ESA designates as Fellows of the Society certain members who have made outstanding contributions to a wide range of fields served by ESA. Such contributions include, but are not restricted to, those that advance or apply ecological knowledge in academics, government, nonprofit organizations, and the private sector.
- Any current regular member of ESA who has been a regular member of ESA for at least five years (not necessarily consecutive) is eligible to be nominated to be an ESA Fellow. For these purposes, a regular member is defined as a nonstudent, dues-paying member.
- A nominee is expected to have been a member of the profession for at least 15 years. In most cases, this will be interpreted to mean 15 years from Ph.D.
- Demonstrated excellence of contributions to one or several of the following areas: (1) research and discovery, (2) communication and outreach; education and pedagogy, (3) application of ecology to management and policy.
The nomination of an individual to be an ESA Fellow must be made by three members of ESA excluding members of the Fellows Selection Committee. No ESA member can nominate more than two individuals in a year. Nomination packets will be considered for one year, and nominators are strongly encouraged to resubmit updated nominations.
Nominations should be submitted through the online form and will require the following information:
- The names of the three nominators
- The name of the nominee and year she/he earned a PhD.
- A citation of at most 50 words proposed for use if the nominee is selected to be a Fellow. Examples of citations can be found on the ESA Fellows Website, by clicking on any of the past Fellows’ names.
- A letter of nomination that describes the nominee’s most significant contributions and her/his impact in the areas of research & discovery, communication & outreach, teaching & pedagogy, and/or application to management & policy. Details regarding the criteria used by the Selection Committee for evaluating significant contributions and impact can be found below.
- Up to two additional letters of support may be included to provide detailed insight about a nominee’s professional accomplishments and contributions. These letters can come from anyone, including non-members.
- A curriculum vitae of at most four pages. The CV should include evidence of outstanding contributions as outlined under the eligibility criteria and should be organized as follows: education, positions held, awards and honors, 10-15 select publications (and total number), current and recent grants, and select professional activity (including in research & development, communication & outreach, teaching & pedagogy, application to management & policy, and service to the discipline).
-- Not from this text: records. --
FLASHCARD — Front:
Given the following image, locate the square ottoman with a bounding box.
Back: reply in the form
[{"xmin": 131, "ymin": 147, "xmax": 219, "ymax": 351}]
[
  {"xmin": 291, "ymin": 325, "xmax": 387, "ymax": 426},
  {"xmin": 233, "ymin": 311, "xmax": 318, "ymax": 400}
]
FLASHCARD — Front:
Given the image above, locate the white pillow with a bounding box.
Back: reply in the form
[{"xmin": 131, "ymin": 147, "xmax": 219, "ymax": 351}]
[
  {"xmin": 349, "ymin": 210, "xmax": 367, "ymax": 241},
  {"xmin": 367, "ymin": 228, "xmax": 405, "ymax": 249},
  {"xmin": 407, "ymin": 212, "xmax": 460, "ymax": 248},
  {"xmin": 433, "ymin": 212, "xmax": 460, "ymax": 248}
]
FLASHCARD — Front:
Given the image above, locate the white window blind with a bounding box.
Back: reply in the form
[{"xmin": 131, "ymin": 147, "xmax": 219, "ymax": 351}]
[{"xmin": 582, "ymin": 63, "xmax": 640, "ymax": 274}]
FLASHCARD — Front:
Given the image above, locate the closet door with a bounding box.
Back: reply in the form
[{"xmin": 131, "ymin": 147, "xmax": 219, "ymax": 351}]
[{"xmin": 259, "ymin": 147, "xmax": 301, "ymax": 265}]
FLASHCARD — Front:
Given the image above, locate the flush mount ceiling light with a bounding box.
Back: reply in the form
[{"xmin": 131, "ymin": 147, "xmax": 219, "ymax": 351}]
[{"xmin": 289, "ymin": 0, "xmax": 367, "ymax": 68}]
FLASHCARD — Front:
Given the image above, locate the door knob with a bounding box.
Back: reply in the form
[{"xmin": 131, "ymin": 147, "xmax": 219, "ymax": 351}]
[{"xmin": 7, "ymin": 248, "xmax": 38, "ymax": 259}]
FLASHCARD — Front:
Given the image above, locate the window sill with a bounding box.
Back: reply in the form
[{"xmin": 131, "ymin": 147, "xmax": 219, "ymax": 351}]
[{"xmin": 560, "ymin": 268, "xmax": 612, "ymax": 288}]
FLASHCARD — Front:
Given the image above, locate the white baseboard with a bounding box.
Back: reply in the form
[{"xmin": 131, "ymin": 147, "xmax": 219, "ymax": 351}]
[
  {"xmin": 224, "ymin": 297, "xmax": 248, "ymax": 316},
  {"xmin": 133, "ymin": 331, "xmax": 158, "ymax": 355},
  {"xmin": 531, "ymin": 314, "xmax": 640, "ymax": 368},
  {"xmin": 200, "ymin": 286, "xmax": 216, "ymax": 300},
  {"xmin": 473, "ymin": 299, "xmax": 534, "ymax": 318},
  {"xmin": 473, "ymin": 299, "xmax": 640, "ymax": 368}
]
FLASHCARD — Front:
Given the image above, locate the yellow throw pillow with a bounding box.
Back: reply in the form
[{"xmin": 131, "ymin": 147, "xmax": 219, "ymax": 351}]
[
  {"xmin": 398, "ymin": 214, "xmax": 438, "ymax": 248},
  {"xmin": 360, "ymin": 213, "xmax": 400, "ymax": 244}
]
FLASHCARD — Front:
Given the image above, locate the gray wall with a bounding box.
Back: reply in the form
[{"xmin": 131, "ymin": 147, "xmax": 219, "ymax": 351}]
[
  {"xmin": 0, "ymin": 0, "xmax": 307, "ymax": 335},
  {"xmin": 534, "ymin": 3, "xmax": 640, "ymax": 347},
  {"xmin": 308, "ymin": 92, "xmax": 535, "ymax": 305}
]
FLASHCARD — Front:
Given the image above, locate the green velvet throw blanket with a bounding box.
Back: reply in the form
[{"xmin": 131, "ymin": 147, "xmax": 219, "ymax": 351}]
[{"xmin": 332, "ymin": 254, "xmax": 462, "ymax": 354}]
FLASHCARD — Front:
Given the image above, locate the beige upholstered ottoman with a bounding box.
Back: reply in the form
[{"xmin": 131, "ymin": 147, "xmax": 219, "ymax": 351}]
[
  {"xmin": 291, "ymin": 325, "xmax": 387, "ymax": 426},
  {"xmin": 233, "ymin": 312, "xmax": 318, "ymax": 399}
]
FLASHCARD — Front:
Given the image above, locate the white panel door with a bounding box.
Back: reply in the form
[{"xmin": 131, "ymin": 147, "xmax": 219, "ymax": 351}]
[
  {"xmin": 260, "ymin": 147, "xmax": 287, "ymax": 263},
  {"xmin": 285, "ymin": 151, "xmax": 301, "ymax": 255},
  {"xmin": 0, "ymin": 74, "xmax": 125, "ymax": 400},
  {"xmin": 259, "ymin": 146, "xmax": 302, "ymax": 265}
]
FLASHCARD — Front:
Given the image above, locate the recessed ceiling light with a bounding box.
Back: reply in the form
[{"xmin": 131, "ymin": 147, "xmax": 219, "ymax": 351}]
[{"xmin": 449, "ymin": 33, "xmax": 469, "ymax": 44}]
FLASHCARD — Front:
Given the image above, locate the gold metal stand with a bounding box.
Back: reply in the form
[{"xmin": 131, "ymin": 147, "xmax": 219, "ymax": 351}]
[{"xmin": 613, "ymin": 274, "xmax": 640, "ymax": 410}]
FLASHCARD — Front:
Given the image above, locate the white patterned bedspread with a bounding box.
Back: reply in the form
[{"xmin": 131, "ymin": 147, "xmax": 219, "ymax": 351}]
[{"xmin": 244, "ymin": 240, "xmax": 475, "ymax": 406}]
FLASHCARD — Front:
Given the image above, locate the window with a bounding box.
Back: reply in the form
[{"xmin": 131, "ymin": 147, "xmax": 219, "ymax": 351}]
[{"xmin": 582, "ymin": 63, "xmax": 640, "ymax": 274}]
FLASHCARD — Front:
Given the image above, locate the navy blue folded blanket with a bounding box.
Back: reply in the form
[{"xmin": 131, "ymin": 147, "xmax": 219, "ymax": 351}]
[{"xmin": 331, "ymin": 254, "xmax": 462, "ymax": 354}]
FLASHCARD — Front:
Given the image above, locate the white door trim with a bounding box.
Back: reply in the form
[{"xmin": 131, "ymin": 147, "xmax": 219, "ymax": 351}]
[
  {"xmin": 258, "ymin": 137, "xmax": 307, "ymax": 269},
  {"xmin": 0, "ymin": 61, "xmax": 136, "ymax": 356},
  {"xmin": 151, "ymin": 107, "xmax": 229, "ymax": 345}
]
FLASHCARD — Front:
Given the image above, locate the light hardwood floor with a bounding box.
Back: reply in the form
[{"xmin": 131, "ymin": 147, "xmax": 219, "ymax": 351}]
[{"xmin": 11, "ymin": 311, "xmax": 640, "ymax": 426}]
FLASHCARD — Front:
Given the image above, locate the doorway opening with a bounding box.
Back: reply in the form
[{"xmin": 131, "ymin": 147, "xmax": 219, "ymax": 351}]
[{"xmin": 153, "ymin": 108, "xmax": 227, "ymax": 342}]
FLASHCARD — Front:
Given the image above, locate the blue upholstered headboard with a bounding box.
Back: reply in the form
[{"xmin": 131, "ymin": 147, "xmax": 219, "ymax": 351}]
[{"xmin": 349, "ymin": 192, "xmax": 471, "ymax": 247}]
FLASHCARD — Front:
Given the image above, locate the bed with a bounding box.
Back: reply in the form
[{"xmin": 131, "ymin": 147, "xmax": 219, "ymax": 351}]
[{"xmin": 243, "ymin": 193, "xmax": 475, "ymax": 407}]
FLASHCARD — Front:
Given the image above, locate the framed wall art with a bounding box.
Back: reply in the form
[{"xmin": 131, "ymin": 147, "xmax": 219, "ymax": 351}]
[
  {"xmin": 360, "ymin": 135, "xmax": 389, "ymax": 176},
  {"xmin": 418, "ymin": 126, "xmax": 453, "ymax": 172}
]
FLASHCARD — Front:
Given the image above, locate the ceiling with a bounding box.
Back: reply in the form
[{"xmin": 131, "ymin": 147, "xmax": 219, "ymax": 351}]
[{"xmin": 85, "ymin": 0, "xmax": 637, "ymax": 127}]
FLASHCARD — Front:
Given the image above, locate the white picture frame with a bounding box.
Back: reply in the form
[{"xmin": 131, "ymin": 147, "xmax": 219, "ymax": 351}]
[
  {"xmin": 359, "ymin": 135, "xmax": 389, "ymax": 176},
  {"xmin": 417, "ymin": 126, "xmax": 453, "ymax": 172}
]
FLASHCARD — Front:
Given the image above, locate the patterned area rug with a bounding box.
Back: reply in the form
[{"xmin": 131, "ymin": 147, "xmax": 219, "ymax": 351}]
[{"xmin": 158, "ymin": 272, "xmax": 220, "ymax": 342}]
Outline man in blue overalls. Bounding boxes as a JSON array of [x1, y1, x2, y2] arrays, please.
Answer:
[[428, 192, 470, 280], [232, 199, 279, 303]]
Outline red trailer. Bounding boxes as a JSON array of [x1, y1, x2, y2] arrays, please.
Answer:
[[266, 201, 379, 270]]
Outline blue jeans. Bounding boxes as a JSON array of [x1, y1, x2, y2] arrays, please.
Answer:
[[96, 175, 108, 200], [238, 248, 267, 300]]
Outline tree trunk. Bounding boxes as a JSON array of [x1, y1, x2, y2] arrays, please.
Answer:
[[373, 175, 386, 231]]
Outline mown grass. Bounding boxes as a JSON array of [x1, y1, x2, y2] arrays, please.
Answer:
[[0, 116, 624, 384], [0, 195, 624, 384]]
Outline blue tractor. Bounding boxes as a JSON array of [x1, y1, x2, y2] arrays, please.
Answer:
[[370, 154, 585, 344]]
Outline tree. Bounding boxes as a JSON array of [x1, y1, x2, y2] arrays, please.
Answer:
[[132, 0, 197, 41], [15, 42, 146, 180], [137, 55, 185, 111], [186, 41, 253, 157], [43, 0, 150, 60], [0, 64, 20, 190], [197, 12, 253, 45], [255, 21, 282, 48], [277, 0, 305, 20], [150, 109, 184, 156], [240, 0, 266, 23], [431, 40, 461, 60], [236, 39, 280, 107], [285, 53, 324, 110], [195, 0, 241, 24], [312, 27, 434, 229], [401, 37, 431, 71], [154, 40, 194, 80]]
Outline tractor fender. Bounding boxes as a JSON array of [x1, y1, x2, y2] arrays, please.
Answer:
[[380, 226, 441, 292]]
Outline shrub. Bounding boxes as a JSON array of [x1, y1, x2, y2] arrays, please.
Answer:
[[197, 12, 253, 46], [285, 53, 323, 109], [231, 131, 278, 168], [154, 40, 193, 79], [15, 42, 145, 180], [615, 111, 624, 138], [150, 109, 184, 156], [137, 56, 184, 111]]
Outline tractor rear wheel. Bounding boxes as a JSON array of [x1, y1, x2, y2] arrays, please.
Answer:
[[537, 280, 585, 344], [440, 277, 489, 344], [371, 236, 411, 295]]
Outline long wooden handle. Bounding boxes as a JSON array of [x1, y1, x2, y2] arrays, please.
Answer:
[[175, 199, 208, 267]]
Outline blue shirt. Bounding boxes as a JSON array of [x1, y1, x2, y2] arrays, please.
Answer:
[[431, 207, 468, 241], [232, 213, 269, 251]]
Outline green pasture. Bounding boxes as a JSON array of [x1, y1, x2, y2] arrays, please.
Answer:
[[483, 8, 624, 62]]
Criteria for evaluating significant contributions and impact:
Below are some possible indicators of excellence that the selection committee will consider in selecting Fellows, so nominators and letter writers should speak to these in crafting their letters; these should not be viewed as an exclusive or complete list. Of course, Early Career Fellows and ESA Fellows will be evaluated against standards that are appropriate to their respective career stage.
Indicators of excellence include but are not restricted to the following:
Research and Discovery: Exceptional intellectual contributions (e.g., as described by nominator and letter writers), high quality publications, high impact publications (e.g., high number of citations), high numbers of publications, large numbers of significant grants, evidence of exceptional leadership in research (e.g. leadership on major collaborative projects).
Communication/Outreach, Education/Pedagogy: Creation of media for the public that effectively communicates science, significant engagement with stakeholder groups, organization of citizen science efforts, legislative testimony, large numbers of graduate students and postdocs mentored, placement of graduate students and postdocs in competitive positions, high quantity of undergraduate students mentored, high quality of undergraduate student mentorship (e.g., publication/professional meeting attendance with undergraduates), leadership in training/mentoring (e.g., at a programmatic level), significant grants related to communication/outreach or education/pedagogy, leadership in communication/outreach or education/pedagogy, leadership in producing national and international reports, exceptional service to the discipline (e.g., editorships, holding executive positions in societies).
Application to Management/Policy: Significant development and codification of policy or management strategies; outstanding work within agencies, NGOs, or the private sector to effect policy or management change; significant and outstanding service on advisory boards to agencies (e.g., state, federal), NGOs, or businesses; other evidence of contributions to the application of ecology to management or policy.